While the Labour leader “has a pretty convincing alibi for the electoral problem he has today, he doesn’t have one for the political choices that may give him a different electoral problem tomorrow”, Bush adds.
One of Starmer’s – and Labour’s – biggest problems rests on articulating exactly who the party represents in a political landscape that was overturned by 2016’s Brexit vote and a rapidly changing economy.
“For at least 15 years, Labour has been losing working-class support to the Conservatives, while attracting younger urban support,” says Daniel Finkelstein in The Times, but “the problem for Labour is that their new vote isn’t large enough to replace the old one”.
Criticism of Starmer will likely “settle on his tactics and even his personality”, but “the right thing to question is his strategy”, Finkelstein adds. “How is he going to tackle Labour’s long-term demographic challenge?”
There are rumblings from some on the Labour left about a leadership challenge, reports Emilio Casalicchio in Politico’s London Playbook, however, those “hopes will fade when comrades find themselves unable to unite behind a single challenger”.
One party source told Politico that Starmer could become a “lame duck” boss as MPs to the right of the party begin planning to replace him after the next general election. “You’ll begin to see his authority wane and the big fish maneuver quite disrespectfully around the still-moving carcass,” said the unnamed insider.
Meanwhile, MPs on the Labour left are agitating for a change in strategy, with former shadow home secretary Diane Abbott tweeting that it is “not possible to blame Jeremy Corbyn for this result. Labour won the seat twice under his leadership. Keir Starmer must think again about his strategy.”
Lloyd Russell-Moyle, the MP for Kemptown & Peacehaven, tweeted that if Starmer wants to replicate the success of President Joe Biden he must “learn from US Democrats, where policies united the party, the left was brought into top table not pilloried”.

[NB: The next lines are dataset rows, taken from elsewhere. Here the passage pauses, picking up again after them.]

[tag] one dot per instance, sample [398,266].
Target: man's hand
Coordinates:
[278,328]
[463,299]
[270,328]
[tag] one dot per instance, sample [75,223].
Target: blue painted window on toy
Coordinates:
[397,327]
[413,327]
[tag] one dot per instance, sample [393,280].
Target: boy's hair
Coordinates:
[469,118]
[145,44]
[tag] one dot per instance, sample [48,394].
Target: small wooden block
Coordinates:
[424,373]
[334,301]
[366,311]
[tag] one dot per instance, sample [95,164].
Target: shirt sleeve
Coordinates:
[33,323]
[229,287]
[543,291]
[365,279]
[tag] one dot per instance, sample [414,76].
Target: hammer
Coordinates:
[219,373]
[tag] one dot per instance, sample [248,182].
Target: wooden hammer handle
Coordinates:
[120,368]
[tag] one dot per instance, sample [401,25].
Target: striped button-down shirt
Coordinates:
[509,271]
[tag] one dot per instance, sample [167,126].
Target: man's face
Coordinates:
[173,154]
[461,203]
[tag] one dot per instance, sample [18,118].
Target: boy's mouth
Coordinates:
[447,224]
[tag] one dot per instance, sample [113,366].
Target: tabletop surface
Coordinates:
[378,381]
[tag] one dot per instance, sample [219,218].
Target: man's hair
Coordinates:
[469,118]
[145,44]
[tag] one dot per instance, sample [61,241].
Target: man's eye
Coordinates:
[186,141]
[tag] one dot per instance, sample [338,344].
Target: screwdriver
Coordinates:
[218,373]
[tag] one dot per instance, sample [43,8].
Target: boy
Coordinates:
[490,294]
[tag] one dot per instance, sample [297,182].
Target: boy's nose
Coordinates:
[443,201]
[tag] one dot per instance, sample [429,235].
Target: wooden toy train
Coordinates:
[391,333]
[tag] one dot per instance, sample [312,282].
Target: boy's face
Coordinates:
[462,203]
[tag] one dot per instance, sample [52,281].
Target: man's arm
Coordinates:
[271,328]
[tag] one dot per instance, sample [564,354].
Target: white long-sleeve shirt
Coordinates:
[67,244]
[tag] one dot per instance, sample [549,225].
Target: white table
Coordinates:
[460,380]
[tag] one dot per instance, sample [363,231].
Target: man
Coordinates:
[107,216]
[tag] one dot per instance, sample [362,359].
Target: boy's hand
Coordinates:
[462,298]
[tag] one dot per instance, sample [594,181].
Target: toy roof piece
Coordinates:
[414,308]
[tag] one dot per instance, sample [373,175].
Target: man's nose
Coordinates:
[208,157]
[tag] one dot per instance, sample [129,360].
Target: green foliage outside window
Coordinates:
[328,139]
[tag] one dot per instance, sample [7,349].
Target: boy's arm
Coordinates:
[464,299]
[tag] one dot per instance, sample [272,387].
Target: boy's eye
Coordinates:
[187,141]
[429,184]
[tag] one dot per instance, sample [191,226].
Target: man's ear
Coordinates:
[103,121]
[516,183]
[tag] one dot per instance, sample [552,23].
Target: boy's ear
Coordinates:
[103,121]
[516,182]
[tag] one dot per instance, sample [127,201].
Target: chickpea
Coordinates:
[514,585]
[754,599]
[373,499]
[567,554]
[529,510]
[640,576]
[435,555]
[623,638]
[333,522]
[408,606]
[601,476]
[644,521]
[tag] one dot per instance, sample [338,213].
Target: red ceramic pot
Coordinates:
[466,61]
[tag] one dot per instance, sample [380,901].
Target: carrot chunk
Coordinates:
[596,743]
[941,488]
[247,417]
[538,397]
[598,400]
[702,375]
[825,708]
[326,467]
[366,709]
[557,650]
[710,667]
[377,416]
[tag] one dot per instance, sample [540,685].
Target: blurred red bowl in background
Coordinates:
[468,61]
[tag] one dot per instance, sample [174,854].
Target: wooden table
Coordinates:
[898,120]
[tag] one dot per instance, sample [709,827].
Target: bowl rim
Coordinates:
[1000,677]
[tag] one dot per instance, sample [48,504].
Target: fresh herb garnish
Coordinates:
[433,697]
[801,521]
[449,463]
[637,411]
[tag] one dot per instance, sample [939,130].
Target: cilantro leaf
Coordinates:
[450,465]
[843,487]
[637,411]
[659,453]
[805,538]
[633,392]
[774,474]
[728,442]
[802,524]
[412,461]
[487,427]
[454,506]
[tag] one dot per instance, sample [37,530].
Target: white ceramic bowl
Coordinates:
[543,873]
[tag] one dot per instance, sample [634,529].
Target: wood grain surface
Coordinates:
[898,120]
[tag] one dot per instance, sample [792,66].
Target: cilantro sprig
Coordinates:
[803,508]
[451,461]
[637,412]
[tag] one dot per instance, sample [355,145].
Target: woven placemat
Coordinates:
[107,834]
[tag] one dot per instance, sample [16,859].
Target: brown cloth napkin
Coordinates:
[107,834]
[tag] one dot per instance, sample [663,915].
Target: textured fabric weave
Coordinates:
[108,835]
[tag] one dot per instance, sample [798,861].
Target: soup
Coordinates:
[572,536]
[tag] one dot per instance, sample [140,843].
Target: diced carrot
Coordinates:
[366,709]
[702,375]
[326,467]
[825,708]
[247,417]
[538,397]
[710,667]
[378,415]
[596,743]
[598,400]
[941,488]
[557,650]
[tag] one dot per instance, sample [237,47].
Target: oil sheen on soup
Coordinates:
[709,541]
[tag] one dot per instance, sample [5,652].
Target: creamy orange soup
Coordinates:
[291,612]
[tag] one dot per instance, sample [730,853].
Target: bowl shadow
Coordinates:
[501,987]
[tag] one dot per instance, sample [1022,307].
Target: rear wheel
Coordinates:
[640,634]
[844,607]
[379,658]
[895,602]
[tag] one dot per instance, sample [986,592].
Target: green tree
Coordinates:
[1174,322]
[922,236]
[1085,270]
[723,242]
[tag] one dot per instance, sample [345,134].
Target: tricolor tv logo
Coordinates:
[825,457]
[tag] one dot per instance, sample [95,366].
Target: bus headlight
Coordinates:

Biden presents “reforming policies” as “common sense”, he added, while managing to speak for “woke liberals and the blue collar left at same time”.
Shuffle the pack
On the immediate horizon, the most likely move for Starmer is a shadow cabinet reshuffle. Backbench MPs and shadow cabinet ministers are united behind “a root-and-branch reshuffle of his top team”, The Times says, with Labour MPs arguing that the current line-up lacks “political punch”.
Sources told the paper that those who could face the chop include Anneliese Dodds, the shadow chancellor, Nick Thomas-Symonds, the shadow home secretary, and Emily Thornberry, the shadow international trade secretary.
However, “low personal ratings, rebellious MPs and now a humiliating defeat in Hartlepool” may mean Starmer will “not fight the next general election”, The Telegraph says. Instead, the paper suggests that he could follow in the footsteps of George Lansbury, a name that “will ring a bell with only the keenest students of politics”.
Lansbury was the last Labour leader to step down without fighting an election, a “fate that could yet befall Starmer if he cannot turn around his party’s fortunes – and fast”.